Since 2014 one of the things I’ve been trying to do with our services is to lean towards Data Streaming while breaking up all the monolithic-like services into much more specific ones. One of those services was the one in charge of receiving data and inserting into our Data warehouse, the truth is that although the endpoint and the importer were separated it could not keep up with that amount of traffic we decided to track.
Enter Kinesis Firehose.
When Kinesis Firehose was announced I knew for sure it will be great solution for our problem, but sadly I couldn’t make the switch, lack of resources, different priorities and what not. That changed until recently, and oh boy what a nice change.

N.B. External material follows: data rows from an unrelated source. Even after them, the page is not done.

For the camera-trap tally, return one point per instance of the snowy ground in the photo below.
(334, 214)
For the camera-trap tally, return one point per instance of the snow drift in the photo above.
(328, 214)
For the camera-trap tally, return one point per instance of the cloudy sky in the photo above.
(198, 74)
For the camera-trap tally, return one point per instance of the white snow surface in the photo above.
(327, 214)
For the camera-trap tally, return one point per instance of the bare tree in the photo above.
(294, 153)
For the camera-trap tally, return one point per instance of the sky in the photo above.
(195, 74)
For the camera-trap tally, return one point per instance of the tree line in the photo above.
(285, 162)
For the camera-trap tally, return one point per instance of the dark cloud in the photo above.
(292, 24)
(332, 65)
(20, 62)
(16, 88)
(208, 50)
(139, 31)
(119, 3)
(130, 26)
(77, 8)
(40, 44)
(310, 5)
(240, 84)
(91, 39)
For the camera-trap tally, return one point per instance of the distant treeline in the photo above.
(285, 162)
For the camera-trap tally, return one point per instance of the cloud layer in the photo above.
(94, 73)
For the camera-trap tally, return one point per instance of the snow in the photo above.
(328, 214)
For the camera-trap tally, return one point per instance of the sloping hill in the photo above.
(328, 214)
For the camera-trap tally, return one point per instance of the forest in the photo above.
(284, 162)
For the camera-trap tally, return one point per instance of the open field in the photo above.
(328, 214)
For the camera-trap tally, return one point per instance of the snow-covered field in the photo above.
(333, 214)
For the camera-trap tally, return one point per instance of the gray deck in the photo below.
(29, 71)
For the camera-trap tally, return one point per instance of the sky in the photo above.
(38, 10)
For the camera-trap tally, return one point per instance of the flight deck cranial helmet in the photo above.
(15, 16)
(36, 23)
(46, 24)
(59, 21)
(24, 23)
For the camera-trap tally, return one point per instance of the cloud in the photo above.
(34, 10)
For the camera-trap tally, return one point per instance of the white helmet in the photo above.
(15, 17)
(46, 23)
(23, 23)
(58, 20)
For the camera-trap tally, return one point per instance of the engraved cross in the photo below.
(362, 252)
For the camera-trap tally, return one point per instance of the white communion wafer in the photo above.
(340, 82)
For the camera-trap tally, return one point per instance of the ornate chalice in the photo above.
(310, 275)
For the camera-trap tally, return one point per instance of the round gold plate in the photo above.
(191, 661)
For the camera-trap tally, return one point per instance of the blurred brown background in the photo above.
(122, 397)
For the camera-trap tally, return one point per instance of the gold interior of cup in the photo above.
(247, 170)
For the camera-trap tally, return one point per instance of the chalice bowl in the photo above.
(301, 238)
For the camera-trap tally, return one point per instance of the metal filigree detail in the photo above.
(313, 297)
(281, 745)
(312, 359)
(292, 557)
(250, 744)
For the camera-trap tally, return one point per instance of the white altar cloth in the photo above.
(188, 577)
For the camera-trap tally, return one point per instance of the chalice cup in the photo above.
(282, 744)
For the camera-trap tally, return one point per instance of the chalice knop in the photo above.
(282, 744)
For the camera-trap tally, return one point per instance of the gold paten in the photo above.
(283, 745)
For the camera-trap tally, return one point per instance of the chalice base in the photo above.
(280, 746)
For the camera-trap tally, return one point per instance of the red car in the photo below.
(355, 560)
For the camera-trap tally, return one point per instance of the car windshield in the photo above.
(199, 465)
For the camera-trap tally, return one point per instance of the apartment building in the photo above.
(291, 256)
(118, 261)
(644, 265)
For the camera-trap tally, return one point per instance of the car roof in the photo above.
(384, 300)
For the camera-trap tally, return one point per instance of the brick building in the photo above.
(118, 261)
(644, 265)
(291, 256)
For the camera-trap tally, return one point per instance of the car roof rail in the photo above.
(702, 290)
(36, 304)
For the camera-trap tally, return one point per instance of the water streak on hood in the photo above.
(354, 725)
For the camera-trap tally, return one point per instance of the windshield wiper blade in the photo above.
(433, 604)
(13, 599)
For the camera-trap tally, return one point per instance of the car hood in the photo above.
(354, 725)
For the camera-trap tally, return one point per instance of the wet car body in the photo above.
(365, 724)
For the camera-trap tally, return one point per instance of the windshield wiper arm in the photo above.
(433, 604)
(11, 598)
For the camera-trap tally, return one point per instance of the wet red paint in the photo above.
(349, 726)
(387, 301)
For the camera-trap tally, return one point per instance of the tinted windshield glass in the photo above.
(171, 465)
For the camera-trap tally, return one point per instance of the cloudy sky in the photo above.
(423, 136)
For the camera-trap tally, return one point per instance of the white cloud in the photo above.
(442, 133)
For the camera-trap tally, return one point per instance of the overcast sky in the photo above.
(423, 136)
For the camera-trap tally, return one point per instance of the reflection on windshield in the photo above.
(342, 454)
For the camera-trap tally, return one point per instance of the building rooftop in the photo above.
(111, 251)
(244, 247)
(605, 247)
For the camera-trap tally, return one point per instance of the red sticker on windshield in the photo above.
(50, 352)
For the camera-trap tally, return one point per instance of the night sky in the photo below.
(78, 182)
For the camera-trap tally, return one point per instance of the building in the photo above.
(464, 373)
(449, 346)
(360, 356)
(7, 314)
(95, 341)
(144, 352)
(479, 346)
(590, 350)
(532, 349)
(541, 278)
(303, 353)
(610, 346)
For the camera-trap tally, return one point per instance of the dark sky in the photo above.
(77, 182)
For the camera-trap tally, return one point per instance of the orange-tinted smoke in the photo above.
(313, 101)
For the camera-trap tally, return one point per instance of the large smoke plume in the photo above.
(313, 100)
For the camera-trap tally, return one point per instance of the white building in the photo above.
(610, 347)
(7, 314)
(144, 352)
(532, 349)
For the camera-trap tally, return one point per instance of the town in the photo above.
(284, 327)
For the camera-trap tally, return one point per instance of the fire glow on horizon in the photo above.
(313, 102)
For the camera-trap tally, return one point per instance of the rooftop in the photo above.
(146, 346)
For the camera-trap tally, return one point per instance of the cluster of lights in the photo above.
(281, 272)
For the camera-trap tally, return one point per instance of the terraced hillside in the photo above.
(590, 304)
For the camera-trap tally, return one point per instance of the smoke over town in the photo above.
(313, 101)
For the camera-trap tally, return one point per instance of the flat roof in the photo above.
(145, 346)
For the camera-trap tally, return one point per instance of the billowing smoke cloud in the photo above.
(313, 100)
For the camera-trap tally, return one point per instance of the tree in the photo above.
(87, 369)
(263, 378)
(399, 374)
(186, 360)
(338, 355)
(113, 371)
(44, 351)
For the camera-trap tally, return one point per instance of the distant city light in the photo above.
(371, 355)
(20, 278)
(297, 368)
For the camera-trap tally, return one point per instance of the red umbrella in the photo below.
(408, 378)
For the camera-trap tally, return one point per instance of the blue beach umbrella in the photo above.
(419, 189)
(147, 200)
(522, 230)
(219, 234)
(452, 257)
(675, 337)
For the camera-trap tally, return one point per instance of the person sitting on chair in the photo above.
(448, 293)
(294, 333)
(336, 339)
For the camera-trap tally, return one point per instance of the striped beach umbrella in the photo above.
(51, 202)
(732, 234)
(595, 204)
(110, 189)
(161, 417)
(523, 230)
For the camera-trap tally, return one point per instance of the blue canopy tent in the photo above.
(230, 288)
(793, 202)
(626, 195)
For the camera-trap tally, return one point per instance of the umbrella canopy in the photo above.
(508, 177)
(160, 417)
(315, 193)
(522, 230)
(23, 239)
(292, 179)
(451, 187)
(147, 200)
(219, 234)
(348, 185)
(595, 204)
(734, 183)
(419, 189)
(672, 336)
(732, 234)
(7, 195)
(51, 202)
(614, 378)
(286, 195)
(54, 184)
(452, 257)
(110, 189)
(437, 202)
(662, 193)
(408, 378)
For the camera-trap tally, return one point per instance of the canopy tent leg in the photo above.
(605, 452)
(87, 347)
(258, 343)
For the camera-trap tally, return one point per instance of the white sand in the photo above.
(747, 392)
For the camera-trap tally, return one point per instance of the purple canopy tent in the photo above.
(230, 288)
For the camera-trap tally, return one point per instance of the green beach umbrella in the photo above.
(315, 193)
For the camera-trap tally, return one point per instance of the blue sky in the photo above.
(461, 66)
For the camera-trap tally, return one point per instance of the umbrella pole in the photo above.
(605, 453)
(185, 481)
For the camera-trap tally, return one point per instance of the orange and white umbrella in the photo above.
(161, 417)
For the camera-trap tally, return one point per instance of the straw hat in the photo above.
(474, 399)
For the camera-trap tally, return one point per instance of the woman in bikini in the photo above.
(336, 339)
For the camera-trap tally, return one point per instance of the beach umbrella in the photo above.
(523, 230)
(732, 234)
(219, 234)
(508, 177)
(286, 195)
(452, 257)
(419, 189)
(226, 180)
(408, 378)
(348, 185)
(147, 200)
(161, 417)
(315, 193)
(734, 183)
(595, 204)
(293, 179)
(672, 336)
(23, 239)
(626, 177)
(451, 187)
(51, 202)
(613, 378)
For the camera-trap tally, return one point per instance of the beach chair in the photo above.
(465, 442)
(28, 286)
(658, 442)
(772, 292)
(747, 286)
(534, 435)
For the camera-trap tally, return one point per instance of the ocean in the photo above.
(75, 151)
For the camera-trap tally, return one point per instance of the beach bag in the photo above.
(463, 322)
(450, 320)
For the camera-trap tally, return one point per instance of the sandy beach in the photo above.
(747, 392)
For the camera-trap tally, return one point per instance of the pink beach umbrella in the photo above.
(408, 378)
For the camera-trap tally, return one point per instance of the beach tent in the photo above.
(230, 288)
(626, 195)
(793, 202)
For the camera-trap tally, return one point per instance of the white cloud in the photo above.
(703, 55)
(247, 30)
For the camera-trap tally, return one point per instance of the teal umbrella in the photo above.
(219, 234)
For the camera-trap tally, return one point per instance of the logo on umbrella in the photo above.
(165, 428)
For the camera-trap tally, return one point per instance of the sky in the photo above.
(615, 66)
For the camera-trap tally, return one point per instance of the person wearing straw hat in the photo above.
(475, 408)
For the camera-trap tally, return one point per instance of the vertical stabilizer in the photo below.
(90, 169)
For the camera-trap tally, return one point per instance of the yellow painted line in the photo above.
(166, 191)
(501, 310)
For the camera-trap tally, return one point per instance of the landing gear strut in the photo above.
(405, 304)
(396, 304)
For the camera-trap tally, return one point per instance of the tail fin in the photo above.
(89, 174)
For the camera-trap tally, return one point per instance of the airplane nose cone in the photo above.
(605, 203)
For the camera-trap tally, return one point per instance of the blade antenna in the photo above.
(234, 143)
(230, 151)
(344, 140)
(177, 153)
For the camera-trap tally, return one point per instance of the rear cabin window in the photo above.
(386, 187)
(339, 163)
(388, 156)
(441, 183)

Not only we get the usual benefits of using a Data Stream, but also we can handle much more traffic and all the data is copied into Redshift with no problems. Now, the truth is there some things, not at lot, to consider when making this change.
If you are familiar with Redshift, then you already know what to do, but if not keep at least the following things in mind:
- Values must be correctly escaped and truncated, use your COPY options wisely.
- When adding new columns to the schema make sure you use FILLRECORD in the COPY Command options in Kinesis.
- Sending data to Firehose takes time, make sure you send all of it asynchronously.
- Use PutRecordBatch and send as much data as possible, the maximum is 4 MB.
Thoughts so far
I’m pleased with the performance of Kinesis Firehose and, obviously, Redshift; I’m also happy we have this ready and battletested before the holiday season.